Фаина Яковлевна сказала Ане, что на Симхат-Тору принято готовить голубцы и штрудель:
– Потому что свиток заворачивается… – она показала руками, – вы завтра сами все увидите… – голубцы Аня могла сделать с закрытыми глазами, но штрудель с яблоками и корицей требовал внимания. Домоводство, как значилось в интернатском расписании, им преподавала пожилая, строгая женщина. Учительница носила буржуазное пенсне в золотой оправе, в ее речи слышался прибалтийский акцент.
Держа на руках маленькую Сару, Аня следила за сковородкой, где плавали в сиропе дольки яблок:
– Наверное, она была из ссыльных, – пришло в голову Ане, – Прибалтику еще до войны очистили от нежелательных элементов, как писали в газетах. У нее было латышское имя, Магда.

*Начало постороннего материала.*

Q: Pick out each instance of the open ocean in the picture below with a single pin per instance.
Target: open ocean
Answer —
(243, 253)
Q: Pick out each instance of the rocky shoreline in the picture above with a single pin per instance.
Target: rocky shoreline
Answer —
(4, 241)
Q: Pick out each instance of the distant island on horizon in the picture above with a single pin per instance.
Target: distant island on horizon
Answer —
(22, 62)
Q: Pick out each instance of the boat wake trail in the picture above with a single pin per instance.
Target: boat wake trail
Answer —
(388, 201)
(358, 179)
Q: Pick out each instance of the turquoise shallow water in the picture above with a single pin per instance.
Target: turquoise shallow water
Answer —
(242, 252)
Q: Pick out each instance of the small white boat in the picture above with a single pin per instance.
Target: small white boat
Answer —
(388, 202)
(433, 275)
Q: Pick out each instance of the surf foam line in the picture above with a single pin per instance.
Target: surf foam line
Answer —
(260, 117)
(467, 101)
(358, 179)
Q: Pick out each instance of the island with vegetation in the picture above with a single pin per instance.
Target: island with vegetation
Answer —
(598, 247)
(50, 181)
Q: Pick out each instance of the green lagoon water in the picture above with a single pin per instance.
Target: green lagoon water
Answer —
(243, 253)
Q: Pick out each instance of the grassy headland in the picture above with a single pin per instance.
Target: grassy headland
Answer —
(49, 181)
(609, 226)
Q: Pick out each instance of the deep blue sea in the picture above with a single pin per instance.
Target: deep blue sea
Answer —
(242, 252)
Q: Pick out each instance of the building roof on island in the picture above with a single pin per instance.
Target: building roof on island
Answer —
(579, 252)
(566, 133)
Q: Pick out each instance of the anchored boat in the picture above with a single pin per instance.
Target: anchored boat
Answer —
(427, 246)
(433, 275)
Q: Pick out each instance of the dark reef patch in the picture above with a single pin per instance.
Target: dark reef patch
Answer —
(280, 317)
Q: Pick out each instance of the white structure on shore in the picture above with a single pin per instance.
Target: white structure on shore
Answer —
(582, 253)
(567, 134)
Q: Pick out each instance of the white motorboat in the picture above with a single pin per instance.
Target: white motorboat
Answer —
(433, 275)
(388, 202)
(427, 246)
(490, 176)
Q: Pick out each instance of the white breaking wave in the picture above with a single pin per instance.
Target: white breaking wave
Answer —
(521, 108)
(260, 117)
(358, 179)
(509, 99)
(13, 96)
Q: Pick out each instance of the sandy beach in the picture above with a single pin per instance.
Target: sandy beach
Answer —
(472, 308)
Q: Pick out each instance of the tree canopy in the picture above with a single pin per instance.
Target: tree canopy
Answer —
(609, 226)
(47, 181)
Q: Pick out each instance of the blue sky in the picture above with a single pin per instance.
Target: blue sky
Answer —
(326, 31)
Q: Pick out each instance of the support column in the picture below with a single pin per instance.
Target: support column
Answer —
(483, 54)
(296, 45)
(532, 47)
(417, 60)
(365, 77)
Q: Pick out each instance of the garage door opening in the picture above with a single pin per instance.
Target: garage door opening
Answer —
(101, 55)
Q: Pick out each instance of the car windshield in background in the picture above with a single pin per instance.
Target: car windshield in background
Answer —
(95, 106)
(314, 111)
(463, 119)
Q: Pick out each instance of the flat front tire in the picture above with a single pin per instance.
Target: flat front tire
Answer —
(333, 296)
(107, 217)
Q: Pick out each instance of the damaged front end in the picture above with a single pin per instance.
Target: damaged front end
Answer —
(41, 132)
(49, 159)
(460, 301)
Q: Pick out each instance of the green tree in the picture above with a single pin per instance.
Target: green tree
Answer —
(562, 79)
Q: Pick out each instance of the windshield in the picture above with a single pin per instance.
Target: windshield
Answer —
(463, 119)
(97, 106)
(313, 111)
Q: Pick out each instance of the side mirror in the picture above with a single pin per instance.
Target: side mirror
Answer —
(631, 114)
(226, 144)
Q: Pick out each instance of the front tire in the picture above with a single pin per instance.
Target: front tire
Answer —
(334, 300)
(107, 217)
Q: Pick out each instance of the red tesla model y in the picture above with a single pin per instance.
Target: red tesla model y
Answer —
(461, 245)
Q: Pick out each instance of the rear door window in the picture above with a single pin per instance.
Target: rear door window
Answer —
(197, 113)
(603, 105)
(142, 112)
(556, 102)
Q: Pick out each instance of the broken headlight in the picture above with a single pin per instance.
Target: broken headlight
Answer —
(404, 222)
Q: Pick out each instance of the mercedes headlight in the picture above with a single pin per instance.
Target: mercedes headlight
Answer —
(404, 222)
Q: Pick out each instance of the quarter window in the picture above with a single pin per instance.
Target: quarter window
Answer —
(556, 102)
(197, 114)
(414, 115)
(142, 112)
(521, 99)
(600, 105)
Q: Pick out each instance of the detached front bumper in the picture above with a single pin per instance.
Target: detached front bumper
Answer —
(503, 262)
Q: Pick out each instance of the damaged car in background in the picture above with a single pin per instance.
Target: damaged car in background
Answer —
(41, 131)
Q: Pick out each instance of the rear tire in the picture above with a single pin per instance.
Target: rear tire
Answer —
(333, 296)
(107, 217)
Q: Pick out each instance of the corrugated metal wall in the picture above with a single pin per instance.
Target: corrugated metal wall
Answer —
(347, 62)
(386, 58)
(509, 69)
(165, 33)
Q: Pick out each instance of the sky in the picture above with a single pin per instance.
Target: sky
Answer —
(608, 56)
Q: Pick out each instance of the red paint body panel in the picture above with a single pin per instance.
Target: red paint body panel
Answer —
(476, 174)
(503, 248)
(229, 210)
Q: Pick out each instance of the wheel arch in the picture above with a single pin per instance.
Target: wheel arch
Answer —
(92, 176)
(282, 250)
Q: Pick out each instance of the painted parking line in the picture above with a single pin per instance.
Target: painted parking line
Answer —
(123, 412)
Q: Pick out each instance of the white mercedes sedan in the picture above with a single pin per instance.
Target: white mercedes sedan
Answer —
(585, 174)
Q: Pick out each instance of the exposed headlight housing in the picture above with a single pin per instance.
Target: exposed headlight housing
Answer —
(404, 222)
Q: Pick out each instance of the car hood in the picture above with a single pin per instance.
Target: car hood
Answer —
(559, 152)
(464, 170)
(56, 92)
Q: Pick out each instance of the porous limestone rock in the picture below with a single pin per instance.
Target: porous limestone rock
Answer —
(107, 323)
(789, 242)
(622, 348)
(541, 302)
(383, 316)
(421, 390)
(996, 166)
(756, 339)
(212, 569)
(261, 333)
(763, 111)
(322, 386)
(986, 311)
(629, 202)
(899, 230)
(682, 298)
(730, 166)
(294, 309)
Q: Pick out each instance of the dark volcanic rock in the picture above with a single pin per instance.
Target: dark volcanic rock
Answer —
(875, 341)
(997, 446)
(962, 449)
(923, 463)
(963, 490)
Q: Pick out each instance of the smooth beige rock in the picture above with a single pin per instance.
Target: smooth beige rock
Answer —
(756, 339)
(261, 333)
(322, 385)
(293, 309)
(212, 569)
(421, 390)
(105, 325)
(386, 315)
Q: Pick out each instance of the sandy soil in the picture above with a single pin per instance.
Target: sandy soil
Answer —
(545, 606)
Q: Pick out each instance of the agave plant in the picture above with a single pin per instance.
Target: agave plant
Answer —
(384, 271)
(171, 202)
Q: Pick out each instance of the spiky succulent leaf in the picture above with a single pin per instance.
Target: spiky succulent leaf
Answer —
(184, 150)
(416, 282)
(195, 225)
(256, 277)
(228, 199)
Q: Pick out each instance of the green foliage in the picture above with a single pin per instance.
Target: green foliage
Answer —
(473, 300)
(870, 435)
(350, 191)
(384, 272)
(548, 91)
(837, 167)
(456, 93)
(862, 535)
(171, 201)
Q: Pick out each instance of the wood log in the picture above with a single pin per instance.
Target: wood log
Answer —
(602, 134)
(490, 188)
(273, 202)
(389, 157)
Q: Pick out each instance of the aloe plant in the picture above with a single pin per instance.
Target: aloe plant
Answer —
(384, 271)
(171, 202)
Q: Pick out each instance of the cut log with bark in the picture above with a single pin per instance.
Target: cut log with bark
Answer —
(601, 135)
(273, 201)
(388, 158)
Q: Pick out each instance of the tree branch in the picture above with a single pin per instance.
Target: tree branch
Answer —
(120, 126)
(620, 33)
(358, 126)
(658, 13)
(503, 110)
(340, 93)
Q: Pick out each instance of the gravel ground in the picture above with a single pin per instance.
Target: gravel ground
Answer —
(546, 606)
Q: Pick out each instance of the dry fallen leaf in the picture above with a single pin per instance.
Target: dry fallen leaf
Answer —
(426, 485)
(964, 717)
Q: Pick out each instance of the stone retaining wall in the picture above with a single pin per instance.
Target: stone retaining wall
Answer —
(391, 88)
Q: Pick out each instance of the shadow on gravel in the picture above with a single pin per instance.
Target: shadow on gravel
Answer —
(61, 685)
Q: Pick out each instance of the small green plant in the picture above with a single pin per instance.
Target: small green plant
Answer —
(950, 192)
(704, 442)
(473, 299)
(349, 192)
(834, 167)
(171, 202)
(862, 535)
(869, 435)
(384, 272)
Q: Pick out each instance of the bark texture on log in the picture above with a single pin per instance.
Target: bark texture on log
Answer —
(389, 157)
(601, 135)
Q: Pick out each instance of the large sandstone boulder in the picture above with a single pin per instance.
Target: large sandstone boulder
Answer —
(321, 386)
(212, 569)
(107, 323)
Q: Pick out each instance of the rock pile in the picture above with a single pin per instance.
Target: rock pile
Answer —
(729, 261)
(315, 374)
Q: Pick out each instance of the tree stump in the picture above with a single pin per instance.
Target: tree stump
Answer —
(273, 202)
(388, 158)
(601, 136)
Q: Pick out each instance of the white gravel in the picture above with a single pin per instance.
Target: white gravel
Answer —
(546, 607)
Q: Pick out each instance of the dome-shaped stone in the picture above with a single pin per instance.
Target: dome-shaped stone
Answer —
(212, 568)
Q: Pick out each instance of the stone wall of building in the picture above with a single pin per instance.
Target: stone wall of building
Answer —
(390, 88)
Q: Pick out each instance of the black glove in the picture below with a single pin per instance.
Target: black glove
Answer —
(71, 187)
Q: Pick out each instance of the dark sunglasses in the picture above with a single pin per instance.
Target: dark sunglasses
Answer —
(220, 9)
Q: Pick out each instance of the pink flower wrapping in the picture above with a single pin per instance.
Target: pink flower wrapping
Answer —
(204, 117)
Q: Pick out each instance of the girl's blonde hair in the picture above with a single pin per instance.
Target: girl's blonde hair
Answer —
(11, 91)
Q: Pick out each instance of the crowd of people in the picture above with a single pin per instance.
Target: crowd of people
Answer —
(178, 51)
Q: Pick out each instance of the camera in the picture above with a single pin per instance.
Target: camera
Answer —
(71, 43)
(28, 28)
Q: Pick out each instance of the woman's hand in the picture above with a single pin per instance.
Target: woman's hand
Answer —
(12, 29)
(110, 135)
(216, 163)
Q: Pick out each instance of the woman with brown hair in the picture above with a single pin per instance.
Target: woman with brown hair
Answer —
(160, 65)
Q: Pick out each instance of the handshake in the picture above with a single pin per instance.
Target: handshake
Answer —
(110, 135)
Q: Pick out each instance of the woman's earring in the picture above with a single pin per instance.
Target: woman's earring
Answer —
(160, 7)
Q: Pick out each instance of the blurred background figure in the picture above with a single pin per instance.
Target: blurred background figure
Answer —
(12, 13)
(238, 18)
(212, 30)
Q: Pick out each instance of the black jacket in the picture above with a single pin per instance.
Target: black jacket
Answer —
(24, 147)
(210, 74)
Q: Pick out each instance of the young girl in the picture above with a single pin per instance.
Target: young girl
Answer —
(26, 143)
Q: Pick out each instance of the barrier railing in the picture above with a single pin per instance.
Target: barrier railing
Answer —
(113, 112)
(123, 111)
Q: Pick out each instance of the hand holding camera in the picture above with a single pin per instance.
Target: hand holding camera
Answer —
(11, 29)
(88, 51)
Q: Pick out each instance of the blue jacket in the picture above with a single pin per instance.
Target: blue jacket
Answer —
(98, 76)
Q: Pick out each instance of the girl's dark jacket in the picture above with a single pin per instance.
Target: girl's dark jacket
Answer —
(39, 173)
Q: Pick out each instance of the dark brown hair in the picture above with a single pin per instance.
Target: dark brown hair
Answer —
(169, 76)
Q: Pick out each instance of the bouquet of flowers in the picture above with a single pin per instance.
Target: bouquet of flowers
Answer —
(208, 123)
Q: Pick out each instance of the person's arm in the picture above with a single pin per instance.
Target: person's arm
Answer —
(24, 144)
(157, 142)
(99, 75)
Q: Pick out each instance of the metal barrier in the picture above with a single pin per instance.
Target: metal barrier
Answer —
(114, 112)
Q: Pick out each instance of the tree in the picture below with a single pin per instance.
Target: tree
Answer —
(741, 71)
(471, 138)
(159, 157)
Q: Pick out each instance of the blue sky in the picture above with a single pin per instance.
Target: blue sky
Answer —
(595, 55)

Латышское или немецкое… – Магда Ивановна, как звали преподавательницу, наставляла девочек в шитье и вышивании Их учили закатывать консервы, запекать мясо и птицу, выстраивать торты с марципаном и кремовыми розами:
– Лучший штрудель делают в Вене, – услышала Аня знакомый голос, – тесто должно быть таким тонким, что через него на просвет заметно солнце… – солнце било в подслеповатые окна деревянного домика, на пыльной улице в Марьиной Роще:
– Даже не домик, а пристройка, – поняла девушка, – от синагоги его отделяет только забор с калиткой…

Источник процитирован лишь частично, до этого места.